Re: tty: deadlock between n_tracerouter_receivebuf and flush_to_ldisc
From: Peter Zijlstra
Date: Wed Jan 20 2016 - 07:08:18 EST
On Wed, Jan 20, 2016 at 12:54:55PM +0100, Dmitry Vyukov wrote:
> On Wed, Jan 20, 2016 at 12:44 PM, Peter Zijlstra <peterz@xxxxxxxxxxxxx> wrote:
> > On Wed, Jan 20, 2016 at 10:36:01AM +0100, Dmitry Vyukov wrote:
> >
> >> +Peter, Ingo, can you please suggest a way to annotate this locking
> >> pattern to avoid lockdep false positive?
> >
> > No, because I haven't a clue what the actual problem is.
> >
> > The report is fairly clear on how:
> >
> > routelock
> > &port->buf.lock/1
> > &o_tty->termios_rwsem/1
> > &buf->lock
> >
> > gets established, and shows where we try:
> >
> > &buf->lock
> > routelock
> >
> > Which gives a circle, ergo deadlock.
> >
> > Show which link is wrong and why, and I can suggest ways of annotating
> > that.
>
>
> Alan provided an explanation calling this "false report":
> https://groups.google.com/d/msg/syzkaller/YrV0bzdfa-g/cCVoUf1OFQAJ
I read that, I didn't understand it. Which link is wrong and why?

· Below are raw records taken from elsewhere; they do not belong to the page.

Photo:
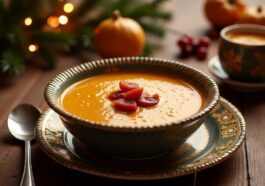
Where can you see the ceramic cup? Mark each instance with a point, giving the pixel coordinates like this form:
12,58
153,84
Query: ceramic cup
243,59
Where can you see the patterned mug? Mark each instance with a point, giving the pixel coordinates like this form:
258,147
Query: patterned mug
242,52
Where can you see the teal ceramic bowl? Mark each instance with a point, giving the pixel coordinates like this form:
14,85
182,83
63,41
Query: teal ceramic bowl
135,141
243,61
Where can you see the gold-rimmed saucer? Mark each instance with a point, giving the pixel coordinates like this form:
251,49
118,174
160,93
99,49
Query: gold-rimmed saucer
219,136
217,71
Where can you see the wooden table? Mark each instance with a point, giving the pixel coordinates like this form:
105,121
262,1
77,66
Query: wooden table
244,167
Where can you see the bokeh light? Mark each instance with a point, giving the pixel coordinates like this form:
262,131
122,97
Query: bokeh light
28,21
63,20
53,21
68,7
33,48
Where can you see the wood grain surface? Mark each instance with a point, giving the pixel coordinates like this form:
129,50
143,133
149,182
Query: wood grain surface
245,167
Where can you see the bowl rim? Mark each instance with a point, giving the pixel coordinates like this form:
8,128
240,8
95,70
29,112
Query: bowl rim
243,27
52,86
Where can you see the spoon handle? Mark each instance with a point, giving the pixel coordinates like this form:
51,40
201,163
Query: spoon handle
27,178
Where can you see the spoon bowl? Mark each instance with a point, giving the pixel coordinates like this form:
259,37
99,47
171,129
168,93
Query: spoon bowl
21,121
21,124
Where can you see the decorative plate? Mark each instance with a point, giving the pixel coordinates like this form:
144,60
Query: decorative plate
217,71
218,137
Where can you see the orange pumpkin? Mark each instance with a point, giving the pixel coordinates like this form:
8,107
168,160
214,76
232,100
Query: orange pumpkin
118,37
222,13
254,15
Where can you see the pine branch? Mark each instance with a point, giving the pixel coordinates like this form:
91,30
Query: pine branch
11,62
59,37
48,56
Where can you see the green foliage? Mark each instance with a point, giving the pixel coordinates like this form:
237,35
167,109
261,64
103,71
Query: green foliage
15,36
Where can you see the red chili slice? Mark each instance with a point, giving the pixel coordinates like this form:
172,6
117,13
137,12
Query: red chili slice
133,94
146,100
116,95
125,105
127,86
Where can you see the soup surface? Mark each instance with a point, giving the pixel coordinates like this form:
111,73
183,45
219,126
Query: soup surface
247,38
88,99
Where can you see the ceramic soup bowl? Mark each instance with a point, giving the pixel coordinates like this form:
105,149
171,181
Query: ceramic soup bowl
242,52
132,141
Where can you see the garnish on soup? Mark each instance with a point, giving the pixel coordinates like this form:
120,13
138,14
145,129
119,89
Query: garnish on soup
176,98
130,96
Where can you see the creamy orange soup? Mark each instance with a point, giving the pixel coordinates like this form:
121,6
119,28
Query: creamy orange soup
88,99
247,38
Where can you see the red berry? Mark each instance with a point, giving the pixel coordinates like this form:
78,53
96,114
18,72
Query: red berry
183,42
116,95
126,86
186,51
133,94
204,41
147,100
125,105
189,38
201,53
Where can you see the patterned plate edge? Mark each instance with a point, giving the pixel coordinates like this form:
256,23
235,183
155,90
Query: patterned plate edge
41,141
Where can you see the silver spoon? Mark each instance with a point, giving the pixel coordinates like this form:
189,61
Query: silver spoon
21,123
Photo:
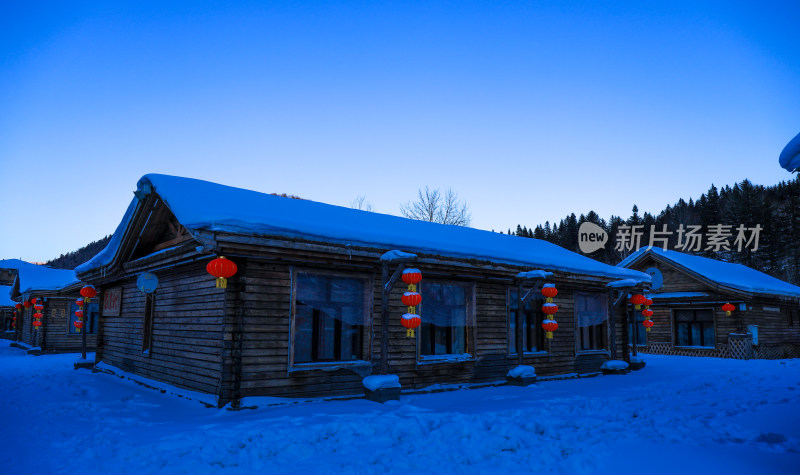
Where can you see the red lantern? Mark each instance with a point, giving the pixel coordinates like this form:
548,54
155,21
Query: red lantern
412,276
88,292
638,300
222,269
728,308
549,291
411,299
410,322
549,308
549,327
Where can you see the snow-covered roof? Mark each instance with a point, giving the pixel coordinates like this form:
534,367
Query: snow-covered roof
728,274
15,264
201,205
43,278
5,296
790,156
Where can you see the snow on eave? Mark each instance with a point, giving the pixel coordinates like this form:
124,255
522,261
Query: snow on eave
790,156
736,277
624,283
203,206
5,296
44,279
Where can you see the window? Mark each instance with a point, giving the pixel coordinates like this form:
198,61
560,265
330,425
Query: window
591,315
445,312
147,324
641,337
694,328
532,317
332,313
90,314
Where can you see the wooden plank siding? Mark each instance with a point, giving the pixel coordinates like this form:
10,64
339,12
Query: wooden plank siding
778,332
187,337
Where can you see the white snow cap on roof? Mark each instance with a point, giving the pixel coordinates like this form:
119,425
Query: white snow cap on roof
729,274
43,278
790,156
5,296
201,205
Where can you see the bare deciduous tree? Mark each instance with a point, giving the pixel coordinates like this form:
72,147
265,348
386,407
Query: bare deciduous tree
361,203
433,206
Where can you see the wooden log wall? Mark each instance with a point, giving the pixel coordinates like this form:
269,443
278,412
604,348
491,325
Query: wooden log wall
267,319
187,338
57,338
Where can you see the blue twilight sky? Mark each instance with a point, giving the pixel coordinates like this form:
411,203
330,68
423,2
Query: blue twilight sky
529,110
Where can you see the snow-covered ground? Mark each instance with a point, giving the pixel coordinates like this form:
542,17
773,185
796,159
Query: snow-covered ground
679,415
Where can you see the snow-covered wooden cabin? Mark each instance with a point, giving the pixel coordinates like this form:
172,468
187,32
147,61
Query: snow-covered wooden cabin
303,314
57,291
7,312
688,293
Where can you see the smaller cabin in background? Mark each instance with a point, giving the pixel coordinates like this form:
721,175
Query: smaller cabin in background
57,290
688,293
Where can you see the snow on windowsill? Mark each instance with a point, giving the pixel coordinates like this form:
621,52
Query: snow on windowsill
397,255
522,371
614,365
592,352
529,353
534,274
434,359
330,366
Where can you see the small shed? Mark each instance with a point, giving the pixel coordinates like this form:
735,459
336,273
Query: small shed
688,293
303,315
57,291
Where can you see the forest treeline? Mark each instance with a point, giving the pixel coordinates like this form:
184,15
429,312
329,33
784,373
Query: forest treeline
73,259
773,209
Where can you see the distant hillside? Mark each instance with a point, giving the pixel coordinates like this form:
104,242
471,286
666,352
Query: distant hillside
73,259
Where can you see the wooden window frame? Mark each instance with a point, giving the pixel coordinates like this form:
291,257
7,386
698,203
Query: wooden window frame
604,332
534,331
469,329
694,310
147,324
366,332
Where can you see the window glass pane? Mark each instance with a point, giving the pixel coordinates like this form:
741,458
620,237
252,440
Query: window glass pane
331,313
683,334
592,309
694,335
708,335
303,333
684,316
704,316
444,314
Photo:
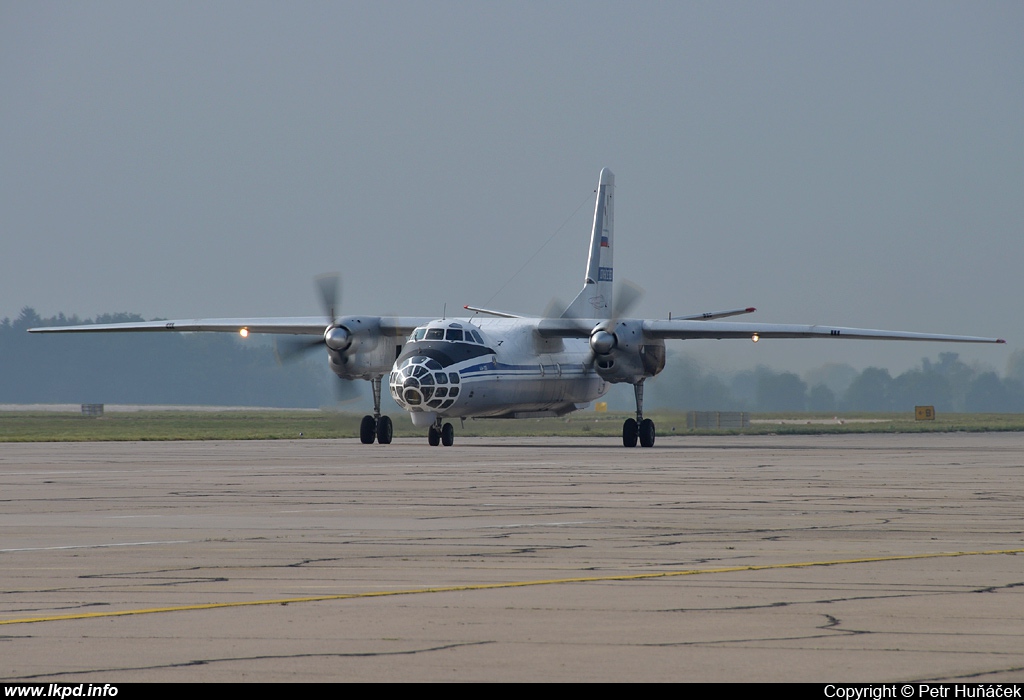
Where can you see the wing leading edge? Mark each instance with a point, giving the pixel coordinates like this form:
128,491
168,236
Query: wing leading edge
695,330
295,325
687,330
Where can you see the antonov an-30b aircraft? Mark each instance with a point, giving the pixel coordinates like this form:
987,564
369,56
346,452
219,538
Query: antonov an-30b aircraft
497,364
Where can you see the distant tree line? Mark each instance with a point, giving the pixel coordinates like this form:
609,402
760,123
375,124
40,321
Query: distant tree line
151,367
948,384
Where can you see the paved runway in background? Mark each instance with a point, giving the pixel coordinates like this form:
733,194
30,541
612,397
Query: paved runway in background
765,558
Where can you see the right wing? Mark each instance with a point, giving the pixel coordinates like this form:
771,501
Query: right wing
295,325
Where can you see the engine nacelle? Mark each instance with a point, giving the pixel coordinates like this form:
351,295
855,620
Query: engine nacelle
356,348
623,354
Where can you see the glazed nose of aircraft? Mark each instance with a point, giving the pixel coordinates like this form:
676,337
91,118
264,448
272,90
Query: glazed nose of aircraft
421,383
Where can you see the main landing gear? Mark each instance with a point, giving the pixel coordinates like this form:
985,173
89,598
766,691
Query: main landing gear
640,428
376,427
440,434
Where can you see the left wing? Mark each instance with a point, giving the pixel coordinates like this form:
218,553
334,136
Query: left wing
688,330
693,330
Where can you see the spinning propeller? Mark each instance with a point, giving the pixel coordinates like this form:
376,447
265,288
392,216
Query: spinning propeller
335,337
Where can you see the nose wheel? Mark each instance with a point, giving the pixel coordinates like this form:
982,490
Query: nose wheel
440,434
638,429
376,427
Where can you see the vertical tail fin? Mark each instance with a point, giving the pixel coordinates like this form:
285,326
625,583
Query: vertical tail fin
595,299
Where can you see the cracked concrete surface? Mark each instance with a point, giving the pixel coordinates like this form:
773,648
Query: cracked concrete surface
107,527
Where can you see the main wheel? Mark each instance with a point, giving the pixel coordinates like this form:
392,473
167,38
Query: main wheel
630,433
384,430
646,433
368,430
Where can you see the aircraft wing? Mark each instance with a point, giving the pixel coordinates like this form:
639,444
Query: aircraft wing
297,325
689,330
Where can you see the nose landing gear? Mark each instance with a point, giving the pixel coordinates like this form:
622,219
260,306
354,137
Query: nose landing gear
640,428
440,434
376,427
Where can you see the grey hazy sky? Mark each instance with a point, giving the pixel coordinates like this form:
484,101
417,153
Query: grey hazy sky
856,164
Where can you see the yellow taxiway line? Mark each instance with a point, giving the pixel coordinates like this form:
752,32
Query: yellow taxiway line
507,584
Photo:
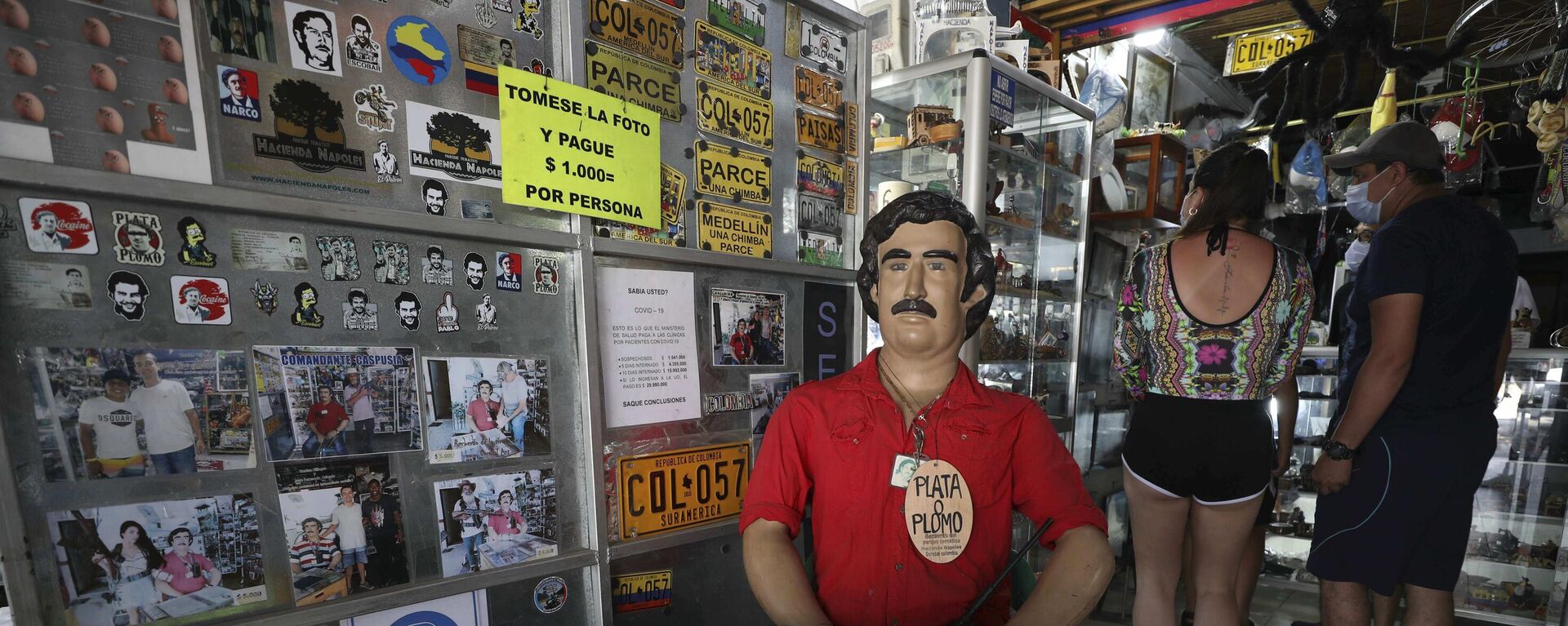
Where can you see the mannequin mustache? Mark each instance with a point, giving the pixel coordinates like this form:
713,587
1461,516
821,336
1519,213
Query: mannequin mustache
921,306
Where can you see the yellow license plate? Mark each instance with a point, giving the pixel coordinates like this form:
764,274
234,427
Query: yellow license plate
819,131
639,27
733,173
634,79
734,113
733,61
681,488
819,90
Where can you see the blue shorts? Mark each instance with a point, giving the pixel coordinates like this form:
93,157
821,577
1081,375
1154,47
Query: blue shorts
1405,515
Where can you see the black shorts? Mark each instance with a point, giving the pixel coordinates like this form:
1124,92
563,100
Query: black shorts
1215,452
1405,515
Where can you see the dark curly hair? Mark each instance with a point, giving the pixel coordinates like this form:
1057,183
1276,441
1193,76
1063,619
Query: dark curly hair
924,207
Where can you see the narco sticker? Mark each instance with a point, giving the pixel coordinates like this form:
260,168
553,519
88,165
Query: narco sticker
733,173
310,129
138,239
453,146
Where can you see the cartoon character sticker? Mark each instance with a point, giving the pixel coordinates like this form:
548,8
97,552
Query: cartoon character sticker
59,226
194,250
306,313
201,300
129,294
138,239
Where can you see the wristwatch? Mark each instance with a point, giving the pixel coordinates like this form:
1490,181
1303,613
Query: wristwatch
1338,451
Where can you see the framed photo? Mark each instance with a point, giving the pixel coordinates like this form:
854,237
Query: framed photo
1152,90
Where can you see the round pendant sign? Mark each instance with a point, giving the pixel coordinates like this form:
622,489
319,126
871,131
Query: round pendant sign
938,512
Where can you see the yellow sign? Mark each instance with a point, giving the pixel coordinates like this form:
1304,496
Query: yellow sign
734,231
634,79
681,488
734,115
577,151
1258,51
733,173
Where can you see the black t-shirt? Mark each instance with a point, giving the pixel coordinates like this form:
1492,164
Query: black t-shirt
1460,260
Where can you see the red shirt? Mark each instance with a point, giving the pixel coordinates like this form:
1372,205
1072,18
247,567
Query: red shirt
831,444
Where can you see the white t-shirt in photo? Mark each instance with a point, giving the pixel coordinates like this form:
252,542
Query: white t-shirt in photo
163,408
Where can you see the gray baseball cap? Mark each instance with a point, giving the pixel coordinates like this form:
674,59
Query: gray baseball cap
1409,143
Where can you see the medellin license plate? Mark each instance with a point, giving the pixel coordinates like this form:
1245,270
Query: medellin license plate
681,488
734,115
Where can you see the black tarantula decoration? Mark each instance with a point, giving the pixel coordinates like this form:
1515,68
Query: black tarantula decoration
1346,27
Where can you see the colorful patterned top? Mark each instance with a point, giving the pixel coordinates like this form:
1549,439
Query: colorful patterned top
1160,349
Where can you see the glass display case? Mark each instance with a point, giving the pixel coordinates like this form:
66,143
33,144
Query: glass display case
1017,166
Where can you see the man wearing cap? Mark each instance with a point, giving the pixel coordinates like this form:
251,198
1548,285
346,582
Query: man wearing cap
1429,323
109,430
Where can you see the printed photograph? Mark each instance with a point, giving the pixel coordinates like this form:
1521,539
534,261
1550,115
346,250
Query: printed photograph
121,413
157,561
344,526
494,522
487,408
337,401
748,328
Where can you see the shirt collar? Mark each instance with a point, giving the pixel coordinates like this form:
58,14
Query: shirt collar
964,389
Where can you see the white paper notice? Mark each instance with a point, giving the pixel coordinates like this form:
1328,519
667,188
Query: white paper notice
648,345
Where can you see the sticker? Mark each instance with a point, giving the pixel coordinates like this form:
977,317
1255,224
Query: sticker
194,246
733,61
434,195
392,265
734,113
938,512
817,131
339,258
59,226
313,40
654,485
434,267
748,328
364,51
477,209
474,269
452,144
528,20
639,27
745,18
852,184
359,314
407,306
819,176
201,300
126,289
640,592
417,51
509,272
819,90
634,79
237,91
267,250
822,44
265,295
306,314
733,173
310,129
446,316
485,314
373,112
546,275
734,231
725,402
549,595
138,239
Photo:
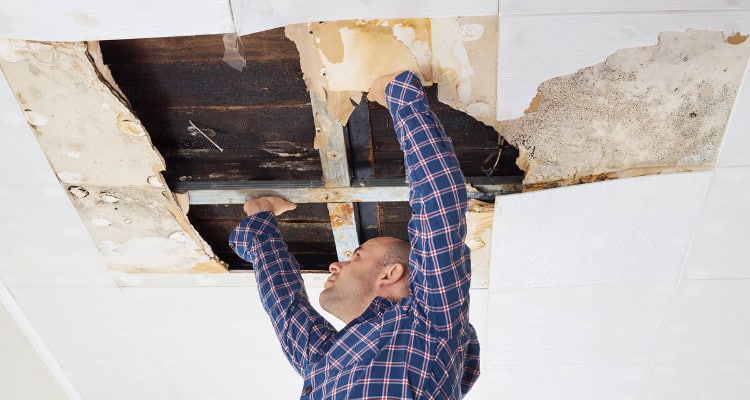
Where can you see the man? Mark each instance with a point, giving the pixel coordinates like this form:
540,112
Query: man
405,305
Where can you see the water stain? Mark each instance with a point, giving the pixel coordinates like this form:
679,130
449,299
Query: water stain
737,38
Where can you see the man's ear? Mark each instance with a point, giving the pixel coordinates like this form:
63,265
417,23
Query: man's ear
392,274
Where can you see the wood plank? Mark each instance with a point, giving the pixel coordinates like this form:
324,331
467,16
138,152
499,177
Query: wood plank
266,45
239,165
305,212
276,127
211,84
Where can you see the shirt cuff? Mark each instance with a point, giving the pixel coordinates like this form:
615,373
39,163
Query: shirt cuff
405,88
241,239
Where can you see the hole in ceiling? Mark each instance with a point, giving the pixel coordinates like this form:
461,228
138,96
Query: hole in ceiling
257,125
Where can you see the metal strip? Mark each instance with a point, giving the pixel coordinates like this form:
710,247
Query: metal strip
305,193
331,142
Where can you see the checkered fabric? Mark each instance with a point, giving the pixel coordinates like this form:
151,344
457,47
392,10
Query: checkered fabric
421,347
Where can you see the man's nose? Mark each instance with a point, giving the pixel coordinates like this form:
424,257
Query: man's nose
335,267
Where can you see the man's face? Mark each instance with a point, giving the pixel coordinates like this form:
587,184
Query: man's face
352,285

> And I don't understand how the following is a deadlock, since there is
> no cycle...
>
> Possible unsafe locking scenario:
> CPU0 CPU1
> ---- ----
> lock(&buf->lock);
> lock(&o_tty->termios_rwsem/1);
> lock(&buf->lock);
> lock(routelock);
Ignore the stupid picture, it only really works for simple cases.